= Television in Guatemala =

Television arrived to Guatemala in 1955. Four VHF television stations are owned by the Albavisión conglomerate, which nominally represents a sort of television monopoly.

==History==
The first television broadcast was conducted on September 18, 1955, by Canal 8, to an audience of forty television sets in central Guatemala City. Canal 3 followed in 1956. It was hit by a fire on September 29, 1961; the following day, Canal 8 shut down.

Competition was reinstated on December 15, 1964, with the launch of Televicentro Canal 7, funded by newspaper El Imparcial. The station fell into a crisis among shareholders in October 1965. This was followed by Canal 11, on October 26, 1966. The station originally intended to start transmissions around 1960–1961, but was suspended in February 1962 due to technical problems. With its launch, Guatemala now had three television stations.

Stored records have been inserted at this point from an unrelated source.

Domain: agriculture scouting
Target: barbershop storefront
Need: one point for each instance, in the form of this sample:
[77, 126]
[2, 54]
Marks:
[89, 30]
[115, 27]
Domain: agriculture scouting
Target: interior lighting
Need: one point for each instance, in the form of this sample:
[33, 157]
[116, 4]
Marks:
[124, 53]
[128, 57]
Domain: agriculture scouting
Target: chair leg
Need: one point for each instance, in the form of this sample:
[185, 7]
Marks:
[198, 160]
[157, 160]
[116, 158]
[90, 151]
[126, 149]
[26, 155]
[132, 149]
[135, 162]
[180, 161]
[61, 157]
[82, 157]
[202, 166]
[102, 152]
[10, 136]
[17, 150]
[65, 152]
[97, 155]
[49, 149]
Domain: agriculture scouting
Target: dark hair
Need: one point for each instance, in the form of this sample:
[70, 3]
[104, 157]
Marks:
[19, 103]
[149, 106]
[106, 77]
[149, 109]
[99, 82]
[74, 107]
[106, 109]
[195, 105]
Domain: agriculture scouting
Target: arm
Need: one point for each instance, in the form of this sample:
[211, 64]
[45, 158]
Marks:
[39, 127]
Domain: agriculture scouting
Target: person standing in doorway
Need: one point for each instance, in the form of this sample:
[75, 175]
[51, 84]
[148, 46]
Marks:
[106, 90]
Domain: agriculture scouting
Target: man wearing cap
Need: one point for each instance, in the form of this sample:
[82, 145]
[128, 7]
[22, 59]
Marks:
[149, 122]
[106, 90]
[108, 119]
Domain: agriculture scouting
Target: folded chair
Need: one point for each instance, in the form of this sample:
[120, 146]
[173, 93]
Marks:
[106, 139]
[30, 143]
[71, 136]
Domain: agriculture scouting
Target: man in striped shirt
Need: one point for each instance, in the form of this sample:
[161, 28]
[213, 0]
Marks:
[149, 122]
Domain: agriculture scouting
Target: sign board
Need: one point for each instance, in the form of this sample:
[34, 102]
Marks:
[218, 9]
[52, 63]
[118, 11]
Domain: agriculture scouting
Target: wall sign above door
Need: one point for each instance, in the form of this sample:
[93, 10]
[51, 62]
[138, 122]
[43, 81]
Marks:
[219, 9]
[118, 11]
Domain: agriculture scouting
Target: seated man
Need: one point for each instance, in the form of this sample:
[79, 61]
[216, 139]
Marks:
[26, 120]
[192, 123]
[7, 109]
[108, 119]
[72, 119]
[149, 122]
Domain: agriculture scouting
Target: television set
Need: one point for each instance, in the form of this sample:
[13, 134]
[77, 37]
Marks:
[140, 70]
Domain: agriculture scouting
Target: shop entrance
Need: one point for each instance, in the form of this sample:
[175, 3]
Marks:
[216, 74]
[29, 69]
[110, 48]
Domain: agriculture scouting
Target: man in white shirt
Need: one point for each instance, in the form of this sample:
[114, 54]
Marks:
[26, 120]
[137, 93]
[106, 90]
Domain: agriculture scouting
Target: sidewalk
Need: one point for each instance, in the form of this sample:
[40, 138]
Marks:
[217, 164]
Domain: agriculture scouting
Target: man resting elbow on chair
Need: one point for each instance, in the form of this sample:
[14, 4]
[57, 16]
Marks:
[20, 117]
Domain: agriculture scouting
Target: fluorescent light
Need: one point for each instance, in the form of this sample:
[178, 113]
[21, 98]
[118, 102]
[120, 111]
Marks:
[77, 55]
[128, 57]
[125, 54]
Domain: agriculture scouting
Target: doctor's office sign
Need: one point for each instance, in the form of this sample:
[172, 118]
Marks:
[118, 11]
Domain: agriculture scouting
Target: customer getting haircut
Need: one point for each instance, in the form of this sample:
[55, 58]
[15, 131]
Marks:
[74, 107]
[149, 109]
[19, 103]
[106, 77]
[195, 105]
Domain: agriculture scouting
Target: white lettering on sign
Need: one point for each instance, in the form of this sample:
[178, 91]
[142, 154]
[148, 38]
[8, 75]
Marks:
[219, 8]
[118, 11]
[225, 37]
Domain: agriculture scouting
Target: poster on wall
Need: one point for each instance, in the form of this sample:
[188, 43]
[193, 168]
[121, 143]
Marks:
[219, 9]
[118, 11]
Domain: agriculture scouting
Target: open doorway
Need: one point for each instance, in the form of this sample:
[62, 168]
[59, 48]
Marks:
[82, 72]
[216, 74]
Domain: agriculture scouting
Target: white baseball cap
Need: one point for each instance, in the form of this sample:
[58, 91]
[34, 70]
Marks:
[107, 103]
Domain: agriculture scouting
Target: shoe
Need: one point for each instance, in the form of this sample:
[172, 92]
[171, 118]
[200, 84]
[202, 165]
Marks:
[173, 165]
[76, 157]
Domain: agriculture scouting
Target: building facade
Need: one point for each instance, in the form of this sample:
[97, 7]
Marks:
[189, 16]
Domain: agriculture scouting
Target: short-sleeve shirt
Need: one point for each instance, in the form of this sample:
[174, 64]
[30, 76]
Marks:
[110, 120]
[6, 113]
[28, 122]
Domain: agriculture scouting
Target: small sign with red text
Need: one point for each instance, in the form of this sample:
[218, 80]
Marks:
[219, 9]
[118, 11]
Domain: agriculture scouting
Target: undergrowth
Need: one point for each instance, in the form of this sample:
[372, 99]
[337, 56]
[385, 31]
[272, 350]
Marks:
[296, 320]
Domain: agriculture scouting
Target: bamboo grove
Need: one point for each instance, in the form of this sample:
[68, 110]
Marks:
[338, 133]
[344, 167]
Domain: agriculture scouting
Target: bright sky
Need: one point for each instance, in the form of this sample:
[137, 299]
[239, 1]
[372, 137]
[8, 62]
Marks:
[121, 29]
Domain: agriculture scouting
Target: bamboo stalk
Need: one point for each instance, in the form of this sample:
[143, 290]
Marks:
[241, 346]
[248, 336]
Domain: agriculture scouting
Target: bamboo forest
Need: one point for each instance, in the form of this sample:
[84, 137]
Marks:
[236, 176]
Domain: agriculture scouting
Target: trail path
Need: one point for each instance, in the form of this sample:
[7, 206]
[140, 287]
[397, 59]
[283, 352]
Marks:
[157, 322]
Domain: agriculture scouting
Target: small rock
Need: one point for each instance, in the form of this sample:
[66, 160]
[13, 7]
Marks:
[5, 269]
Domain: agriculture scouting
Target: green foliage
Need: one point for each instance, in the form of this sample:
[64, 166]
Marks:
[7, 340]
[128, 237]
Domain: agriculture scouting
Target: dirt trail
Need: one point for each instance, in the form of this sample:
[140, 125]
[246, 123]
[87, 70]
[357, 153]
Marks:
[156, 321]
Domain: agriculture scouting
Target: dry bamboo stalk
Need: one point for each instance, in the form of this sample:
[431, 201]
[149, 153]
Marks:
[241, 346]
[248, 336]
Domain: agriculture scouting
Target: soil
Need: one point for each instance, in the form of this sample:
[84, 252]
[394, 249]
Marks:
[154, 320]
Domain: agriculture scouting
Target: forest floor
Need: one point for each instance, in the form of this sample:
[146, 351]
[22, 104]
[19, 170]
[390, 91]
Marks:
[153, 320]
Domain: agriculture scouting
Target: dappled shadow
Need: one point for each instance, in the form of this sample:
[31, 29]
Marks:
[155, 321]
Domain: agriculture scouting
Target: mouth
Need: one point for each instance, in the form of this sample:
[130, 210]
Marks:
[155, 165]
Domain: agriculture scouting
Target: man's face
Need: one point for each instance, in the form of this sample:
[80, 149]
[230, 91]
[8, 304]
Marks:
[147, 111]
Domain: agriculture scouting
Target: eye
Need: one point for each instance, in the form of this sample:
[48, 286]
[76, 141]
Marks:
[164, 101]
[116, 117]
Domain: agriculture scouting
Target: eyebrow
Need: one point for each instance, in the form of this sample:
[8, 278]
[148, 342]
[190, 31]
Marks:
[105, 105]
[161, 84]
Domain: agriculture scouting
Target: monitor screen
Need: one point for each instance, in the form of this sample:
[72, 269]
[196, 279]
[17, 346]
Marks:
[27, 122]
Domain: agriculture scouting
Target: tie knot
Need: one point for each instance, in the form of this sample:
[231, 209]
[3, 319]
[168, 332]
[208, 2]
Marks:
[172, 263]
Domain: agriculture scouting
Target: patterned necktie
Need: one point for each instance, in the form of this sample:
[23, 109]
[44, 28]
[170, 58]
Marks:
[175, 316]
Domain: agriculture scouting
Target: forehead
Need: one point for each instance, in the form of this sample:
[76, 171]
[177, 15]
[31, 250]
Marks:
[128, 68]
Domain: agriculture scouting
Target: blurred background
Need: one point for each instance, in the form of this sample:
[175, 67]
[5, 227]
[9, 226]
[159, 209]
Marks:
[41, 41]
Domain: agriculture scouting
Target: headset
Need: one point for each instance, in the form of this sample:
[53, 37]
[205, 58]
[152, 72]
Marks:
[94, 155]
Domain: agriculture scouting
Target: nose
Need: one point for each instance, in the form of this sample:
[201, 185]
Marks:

Two further stations appeared in the late 1970s: Teletrece on August 23, 1978, followed by Canal 5 TV-CE on August 1, 1979, at 6pm, the latter being a public channel. UHF broadcasting started in May 1984, the first of which being Canal 21, an evangelical channel, followed by Canal 27 in 1990, also known as "el canal de Chiquitimilla". It was sold to the Protestant Familia de Dios church in 2000.

In 1975, Remigio Ángel González founded Prolasa, a content distribution company which catered the Central American market. Five years later, his new wife Alba Elvira Lorenzana acquires Televisiete, while establishing a relationship with Canal 3. In the 90s, Teleonce and Trecevisión fell under its sphere of influence.

==Digital television==
The government of Guatemala approved the ISDB-T format to employ the digital terrestrial platform in 2013. The initial goal was to switch off analog TV within 4-5 year window. That same year, Guatevisión manager Jaime Eduardo Torres was initiating a conversion plan to digital, impacting its productions.

In November 2017, the government of Japan donated digital terrestrial equipment to the Telecommunications Superintendency.

The Congress of the Republic of Guatemala started broadcasting its digital service on channel 9.1, thanks to a US$200,000 donation from the government of Taiwan.